For the 13th time, lawyers again tell the judge that their clients have done nothing but their job.
“The truth about what happened in Rakhine is important for our country,” Kyaw Soe Oo, 27, shouted to supporters outside the courthouse. “Without the truth, we can never solve our country’s problems there.”
Only six years ago these two young men didn’t speak a word of English. Today, leaders around the world know their names; these are the brave reporters who helped shed precious light on one of the world’s most pressing crises. Wa Lone and Kyaw Soe Oo were the first journalists to obtain accounts from perpetrators who admitted their involvement in the killing of 10 Rohingya men found in a mass grave. The group, a mostly stateless minority that has been persecuted for decades and receives little sympathy from Myanmar’s predominantly Buddhist population, has been forced to flee en masse since insurgent attacks triggered brutal military reprisals in late August last year.

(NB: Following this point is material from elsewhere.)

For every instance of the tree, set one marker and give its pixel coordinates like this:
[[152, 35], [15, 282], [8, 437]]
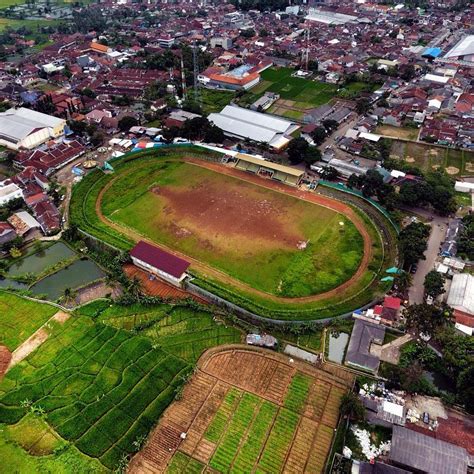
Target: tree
[[362, 106], [403, 281], [427, 319], [311, 156], [330, 125], [465, 389], [126, 123], [413, 242], [296, 150], [434, 284], [352, 407], [465, 241], [329, 173], [319, 135]]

At the courthouse, it’s the same procedure every week. Kyaw Soe Oo’s two-year-old daughter claps her hands when she spots her father in an approaching police van; a group of alternating Reuters colleagues from across the region and beyond tap the handcuffed journalists shoulders. Diplomats fan themselves and shake hands.
The Official Secrets Act under which the Reuters journalists are charged is a colonial-era law that criminalizes the intention to share anything the Myanmar government wants to conceal. It is one of a cache of repressive laws that advocacy groups urged Myanmar’s new civilian government, which assumed power in 2016, to reform. It’s true that this administration, nominally led by Nobel laureate Aung San Suu Kyi, maintains a fragile power-sharing deal with the military. But critics point out that her government has not fully exercised its legislative powers, failed to curb military abuses against the Rohingya and other minorities, and has done little to advance or protect civil liberties. Ko Bo Kyi, joint-secretary of the Yangon-based Assistance Association for Political Prisoners, tells TIME that “cases like this should be a thing of the past.”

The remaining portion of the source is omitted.